The grave marker along Browns Gap fire road notes William H. Howard, Company F, 44th VA. INF, C.S.A. One of the two Fluvanna infantry companies which enlisted in the spring of 1861, the "Fluvanna Hornets", had formed at Kent's Store on May 20 under Captain Thomas K. Wiesinger.The Fluvanna Hornets would be the name of Company F. Of the 88 men which enlisted in Company F, 28 would die before the war ended.

The roster shows that there were three Howard brothers in company F:
Howard, John T.; Private *
Howard, Napoleon B.;
PrivateHoward, William W.; Private *
*= died during war.

According to the White House of the Confederacy, both William and John both suffered from Typhoid fever in the camp. Typhoid is a bacterial dysentery, Salmonella thyphosa, which from poor sanitary conditions can lead to dehydration and death. It is unclear why William is buried along the Browns Gap fire trail. Records shown that he enlisted June 12, by August he was sick at camp, and died at Camp Allegheny on Oct 1, 1861. Possibly he was being transported home to Fluvanna and was buried along the way. The middle initial “H” is likely an error from poor records, as a sloppy “W” may look like a sloppy “H”. The grave headstone does not have a date, but lists only Company F, 44th Infantry, CSA. His brother John died 1 Aug 1861 at Monterey, but his other brother Napoleon survived and was promoted to Sergeant, only to be later taken as a prisoner of war at Gettysburg.

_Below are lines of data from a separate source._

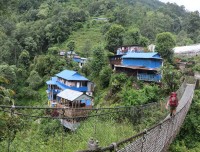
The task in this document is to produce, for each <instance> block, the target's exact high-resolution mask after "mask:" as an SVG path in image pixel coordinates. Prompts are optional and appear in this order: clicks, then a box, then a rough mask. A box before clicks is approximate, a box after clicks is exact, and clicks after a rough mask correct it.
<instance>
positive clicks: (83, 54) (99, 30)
mask: <svg viewBox="0 0 200 152" xmlns="http://www.w3.org/2000/svg"><path fill="white" fill-rule="evenodd" d="M104 24H105V23H94V24H92V23H91V22H87V23H86V24H85V25H84V27H83V28H81V29H79V30H78V31H75V32H73V33H72V34H71V35H70V37H69V38H68V39H67V40H66V41H65V42H63V43H62V44H58V45H57V47H59V48H60V49H63V50H68V48H67V43H68V42H69V41H74V42H75V52H76V53H78V54H79V55H80V56H86V55H85V54H86V51H88V53H89V54H91V49H92V48H93V47H94V46H96V45H98V44H102V45H104V44H105V40H104V36H103V35H102V33H101V27H102V26H103V25H104ZM86 49H87V50H86Z"/></svg>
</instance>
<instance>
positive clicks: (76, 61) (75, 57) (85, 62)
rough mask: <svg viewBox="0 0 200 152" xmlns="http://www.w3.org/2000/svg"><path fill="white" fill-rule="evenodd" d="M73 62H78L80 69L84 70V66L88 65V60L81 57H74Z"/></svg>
mask: <svg viewBox="0 0 200 152" xmlns="http://www.w3.org/2000/svg"><path fill="white" fill-rule="evenodd" d="M73 61H74V62H77V63H78V65H79V67H80V68H82V67H83V65H84V64H85V63H86V61H87V58H82V57H80V56H74V57H73Z"/></svg>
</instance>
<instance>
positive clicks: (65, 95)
mask: <svg viewBox="0 0 200 152" xmlns="http://www.w3.org/2000/svg"><path fill="white" fill-rule="evenodd" d="M82 94H83V92H79V91H75V90H71V89H65V90H64V91H62V92H60V93H59V94H57V96H58V97H61V98H64V99H67V100H70V101H74V100H75V99H76V98H78V97H80V96H81V95H82Z"/></svg>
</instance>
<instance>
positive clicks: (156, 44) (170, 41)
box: [156, 32, 176, 62]
mask: <svg viewBox="0 0 200 152" xmlns="http://www.w3.org/2000/svg"><path fill="white" fill-rule="evenodd" d="M175 45H176V42H175V38H174V36H173V35H172V34H171V33H169V32H164V33H160V34H158V35H157V36H156V50H157V51H158V53H160V55H161V57H162V58H164V59H166V60H167V61H169V62H172V57H173V54H174V53H173V50H172V49H173V48H174V47H175Z"/></svg>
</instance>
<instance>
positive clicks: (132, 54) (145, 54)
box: [122, 52, 162, 59]
mask: <svg viewBox="0 0 200 152" xmlns="http://www.w3.org/2000/svg"><path fill="white" fill-rule="evenodd" d="M122 58H154V59H162V58H161V57H160V55H159V54H158V53H157V52H147V53H128V54H126V55H124V56H122Z"/></svg>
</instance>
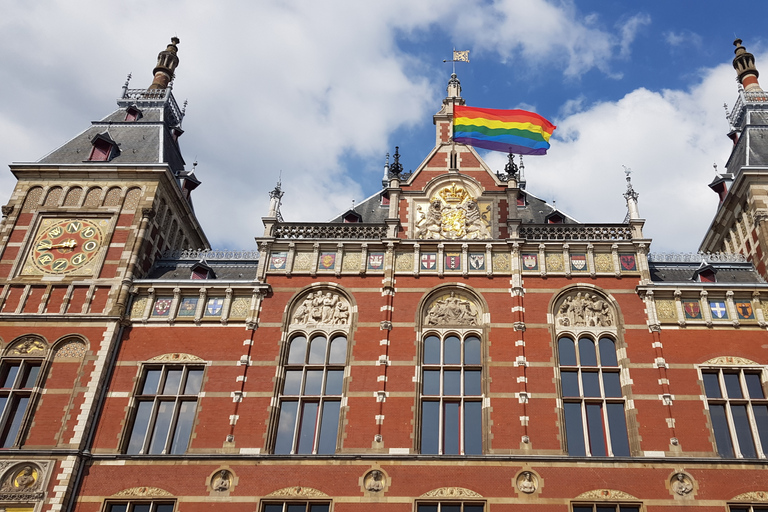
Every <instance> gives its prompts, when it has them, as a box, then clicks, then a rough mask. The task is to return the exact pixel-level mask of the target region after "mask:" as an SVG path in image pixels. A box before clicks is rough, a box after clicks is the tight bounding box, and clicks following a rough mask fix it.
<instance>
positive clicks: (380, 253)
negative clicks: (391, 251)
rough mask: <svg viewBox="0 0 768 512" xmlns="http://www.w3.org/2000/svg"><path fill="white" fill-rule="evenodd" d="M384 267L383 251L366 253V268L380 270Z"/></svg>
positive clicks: (368, 269)
mask: <svg viewBox="0 0 768 512" xmlns="http://www.w3.org/2000/svg"><path fill="white" fill-rule="evenodd" d="M382 268H384V253H383V252H374V253H372V254H369V255H368V270H381V269H382Z"/></svg>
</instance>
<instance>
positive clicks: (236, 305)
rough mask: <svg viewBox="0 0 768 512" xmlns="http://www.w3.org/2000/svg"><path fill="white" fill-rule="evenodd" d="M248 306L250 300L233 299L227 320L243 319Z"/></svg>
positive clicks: (241, 297) (248, 308) (241, 299)
mask: <svg viewBox="0 0 768 512" xmlns="http://www.w3.org/2000/svg"><path fill="white" fill-rule="evenodd" d="M250 305H251V300H250V299H249V298H248V297H235V299H234V300H233V301H232V307H231V308H230V309H229V318H245V317H246V316H247V315H248V309H249V308H250Z"/></svg>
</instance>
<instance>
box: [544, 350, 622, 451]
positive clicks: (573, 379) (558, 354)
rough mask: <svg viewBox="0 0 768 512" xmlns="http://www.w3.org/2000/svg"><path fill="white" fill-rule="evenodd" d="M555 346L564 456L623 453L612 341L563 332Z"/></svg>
mask: <svg viewBox="0 0 768 512" xmlns="http://www.w3.org/2000/svg"><path fill="white" fill-rule="evenodd" d="M557 346H558V356H559V365H560V383H561V394H562V399H563V412H564V420H565V437H566V443H567V449H568V454H569V455H576V456H594V457H606V456H629V454H630V452H629V441H628V438H627V421H626V417H625V412H624V409H625V399H624V396H623V393H622V390H621V382H620V378H619V377H620V367H619V364H618V360H617V357H616V344H615V342H614V340H613V339H611V338H609V337H607V336H604V337H601V338H599V339H598V340H597V343H595V339H593V338H592V337H591V336H582V337H579V338H578V339H575V338H572V337H568V336H563V337H561V338H560V339H559V340H558V343H557Z"/></svg>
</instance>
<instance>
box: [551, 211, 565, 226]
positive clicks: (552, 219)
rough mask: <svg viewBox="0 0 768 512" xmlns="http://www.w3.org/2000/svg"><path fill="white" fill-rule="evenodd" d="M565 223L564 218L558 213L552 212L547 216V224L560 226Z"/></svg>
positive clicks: (563, 216) (564, 219)
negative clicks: (554, 224)
mask: <svg viewBox="0 0 768 512" xmlns="http://www.w3.org/2000/svg"><path fill="white" fill-rule="evenodd" d="M563 222H565V216H563V214H562V213H560V212H558V211H554V212H552V213H550V214H549V215H547V224H562V223H563Z"/></svg>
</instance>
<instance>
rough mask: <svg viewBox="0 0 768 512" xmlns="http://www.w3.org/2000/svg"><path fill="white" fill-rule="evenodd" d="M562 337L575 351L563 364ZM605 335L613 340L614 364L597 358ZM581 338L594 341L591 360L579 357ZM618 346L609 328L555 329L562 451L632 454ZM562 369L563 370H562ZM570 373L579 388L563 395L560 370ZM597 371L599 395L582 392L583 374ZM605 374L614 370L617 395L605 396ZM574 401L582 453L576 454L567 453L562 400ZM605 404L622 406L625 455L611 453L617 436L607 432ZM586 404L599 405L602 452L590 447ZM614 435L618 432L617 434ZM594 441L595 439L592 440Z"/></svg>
mask: <svg viewBox="0 0 768 512" xmlns="http://www.w3.org/2000/svg"><path fill="white" fill-rule="evenodd" d="M563 339H568V340H570V341H571V342H572V343H573V350H574V352H575V357H576V364H575V365H565V364H563V361H562V360H561V357H560V355H561V352H560V343H561V341H562V340H563ZM602 339H607V340H610V341H611V342H612V343H613V347H614V351H615V355H616V366H612V365H603V364H602V360H601V354H600V340H602ZM581 340H589V341H591V342H592V344H593V345H594V352H595V364H594V365H590V364H583V363H582V361H581V356H582V354H581V351H580V349H579V342H580V341H581ZM620 348H621V343H620V341H619V339H618V336H617V335H616V334H615V333H613V332H611V331H607V332H606V331H600V332H598V331H595V330H592V329H579V330H577V331H570V330H569V331H560V332H558V333H557V336H556V339H555V354H556V357H557V359H556V361H557V376H558V388H559V389H558V395H559V396H558V399H559V402H560V404H561V413H562V415H561V418H562V432H563V436H562V438H563V442H564V447H563V448H564V451H565V453H566V455H568V456H571V457H631V456H632V451H633V450H632V443H631V437H630V430H629V429H630V421H629V417H628V415H627V412H628V409H627V405H628V403H629V402H630V400H631V398H630V397H629V396H628V394H627V391H626V384H625V382H624V380H625V379H624V373H625V370H626V368H625V367H624V366H622V364H621V358H620V357H619V351H620ZM564 370H565V371H564ZM564 373H565V374H568V373H573V374H576V379H577V385H578V389H579V394H578V396H577V395H570V396H566V394H565V393H566V391H565V386H564V378H563V374H564ZM595 373H596V374H597V375H598V379H597V385H598V387H599V392H600V395H599V396H594V395H591V396H589V395H587V394H586V393H585V390H584V388H585V384H584V382H585V381H584V379H583V376H584V374H595ZM605 374H617V375H618V378H619V391H620V393H621V396H618V397H617V396H607V395H608V393H607V392H606V385H605V377H604V375H605ZM574 403H578V404H579V405H580V413H581V414H580V416H581V423H580V425H579V427H580V429H581V432H582V435H583V440H582V443H583V444H582V446H583V451H584V454H583V455H581V454H578V455H572V454H571V453H570V449H569V443H568V430H569V428H568V423H567V412H566V404H574ZM609 404H621V405H622V410H623V419H624V427H625V432H624V433H625V435H626V440H627V448H628V452H629V453H628V454H626V455H623V454H622V455H615V453H614V446H613V445H614V442H615V441H616V440H618V439H613V436H612V432H611V421H610V418H609V413H608V405H609ZM589 405H599V407H600V420H601V424H600V426H601V429H600V430H601V432H602V437H603V439H602V441H603V443H604V449H605V455H593V451H594V450H593V447H592V444H593V443H592V441H593V440H592V436H591V435H590V434H591V433H590V423H589V418H588V406H589ZM617 435H618V434H617ZM596 441H597V440H596Z"/></svg>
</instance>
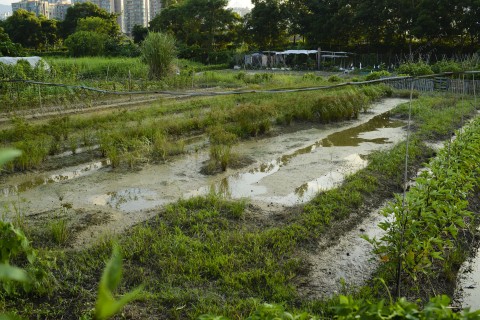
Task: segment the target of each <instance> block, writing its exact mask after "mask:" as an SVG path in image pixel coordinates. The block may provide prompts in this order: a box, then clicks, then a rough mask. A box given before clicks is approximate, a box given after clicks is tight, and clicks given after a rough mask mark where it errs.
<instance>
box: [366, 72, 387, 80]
mask: <svg viewBox="0 0 480 320" xmlns="http://www.w3.org/2000/svg"><path fill="white" fill-rule="evenodd" d="M389 76H390V72H388V71H385V70H382V71H375V72H372V73H370V74H368V75H367V76H366V77H365V80H367V81H370V80H378V79H380V78H384V77H389Z"/></svg>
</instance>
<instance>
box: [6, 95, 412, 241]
mask: <svg viewBox="0 0 480 320" xmlns="http://www.w3.org/2000/svg"><path fill="white" fill-rule="evenodd" d="M404 102H406V100H402V99H385V100H382V101H381V102H379V103H376V104H375V105H374V106H373V107H372V108H371V109H370V110H369V112H368V113H361V114H360V116H359V119H357V120H350V121H345V122H341V123H336V124H329V125H308V126H307V125H305V124H303V125H292V126H291V127H289V128H288V130H283V131H278V130H277V131H276V132H275V134H273V135H271V136H269V137H264V138H261V139H251V140H247V141H243V142H241V143H239V144H237V145H235V146H234V148H233V151H234V152H235V153H236V154H238V155H239V156H240V157H242V158H249V159H253V162H252V164H250V165H248V166H247V167H244V168H242V169H227V171H226V172H224V173H221V174H217V175H213V176H211V175H204V174H202V173H201V169H202V167H203V166H204V163H205V161H207V160H208V157H209V155H208V151H207V150H205V149H206V148H202V146H203V145H206V144H207V142H206V141H205V140H202V139H195V140H193V142H192V143H194V144H195V145H196V147H195V148H192V147H190V148H189V146H187V147H186V149H187V150H191V151H190V152H188V153H187V154H184V155H181V156H177V157H174V158H172V159H171V160H169V161H167V162H166V163H163V164H147V165H145V166H143V167H142V168H141V169H139V170H130V171H126V170H122V169H119V170H117V169H111V167H110V166H109V163H108V161H107V160H100V161H94V162H88V163H83V164H80V165H76V166H72V167H65V168H61V169H57V170H53V171H49V172H29V173H24V174H16V175H10V176H7V177H6V178H4V181H2V186H3V187H2V190H1V191H2V192H1V193H0V195H1V204H2V205H3V206H5V207H10V208H13V206H14V205H15V203H19V202H20V203H21V208H22V210H23V211H24V213H25V215H26V216H27V219H29V217H30V218H31V219H34V220H45V219H48V218H49V217H51V216H52V214H54V213H55V212H59V211H61V212H62V215H64V216H66V217H68V219H70V221H71V223H72V225H73V230H77V231H78V232H77V234H76V236H75V240H74V241H73V243H72V245H73V246H83V245H86V244H89V243H91V242H92V241H94V240H95V239H97V238H98V237H100V236H101V235H103V234H105V233H116V232H122V231H124V230H125V229H127V228H128V227H130V226H132V225H134V224H136V223H138V222H141V221H144V220H146V219H148V218H149V217H151V216H153V215H154V214H155V213H156V212H157V211H156V208H158V207H161V206H164V205H165V204H168V203H172V202H175V201H177V200H178V199H182V198H183V199H185V198H189V197H192V196H196V195H205V194H207V193H209V192H212V191H214V192H216V193H221V194H224V195H226V196H228V197H230V198H232V199H241V198H246V199H248V201H249V202H250V203H251V204H252V205H253V206H254V207H255V208H257V209H256V210H255V212H257V213H258V214H262V215H268V214H270V213H275V212H277V211H279V210H284V209H285V208H288V207H292V206H296V205H298V204H302V203H305V202H308V201H309V200H311V199H312V198H313V196H314V195H315V194H316V193H318V192H319V191H322V190H327V189H330V188H332V187H335V186H336V185H338V184H340V183H341V182H342V181H343V179H344V177H345V176H346V175H348V174H350V173H352V172H355V171H356V170H359V169H361V168H363V167H364V166H365V165H366V163H367V161H366V156H367V155H368V154H370V153H371V152H373V151H375V150H379V149H383V148H387V147H389V146H391V145H392V144H394V143H396V142H398V141H401V140H403V139H404V129H403V127H404V126H405V123H404V122H402V121H398V120H392V119H390V118H389V115H388V111H389V110H391V109H392V108H394V107H395V106H397V105H399V104H401V103H404ZM17 207H18V206H17ZM17 211H18V210H17ZM9 215H10V218H12V219H13V216H14V215H15V210H13V209H11V210H10V211H9V213H8V212H7V219H8V218H9Z"/></svg>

Richard G. Williams, Jr. said...

Very interesting post! Thanks for sharing. There are likely a number of those graves along the various trails in the Blue Ridge, though many of them are probably no longer marked.

Michael Upchurch said...

I have a friend whose great, great grandmother was Annie Crickenburger who ran the Browns Gap toll booth on the Browns Gap Turnpike before the Civil War. During the War, William Howard, showed up at her house very ill. She took care of him until his death shortly thereafter. She buried him just below her house on the east side of the Gap along Browns Gap Road in an unmarked grave. After the establish of the Shenandoah National Park, some of her descendants, who knew where he was buried, erected a marker at his grave site. Near the end of the War, Stonewall Jackson declared Browns Gap Turnpike a "free road" and Mrs. Crickenburger moved off the mountain to a small town south of Grottoes on Rt. 340. Breastworks from the war efforts still exist on either side of Skyline Drive at Browns Gap.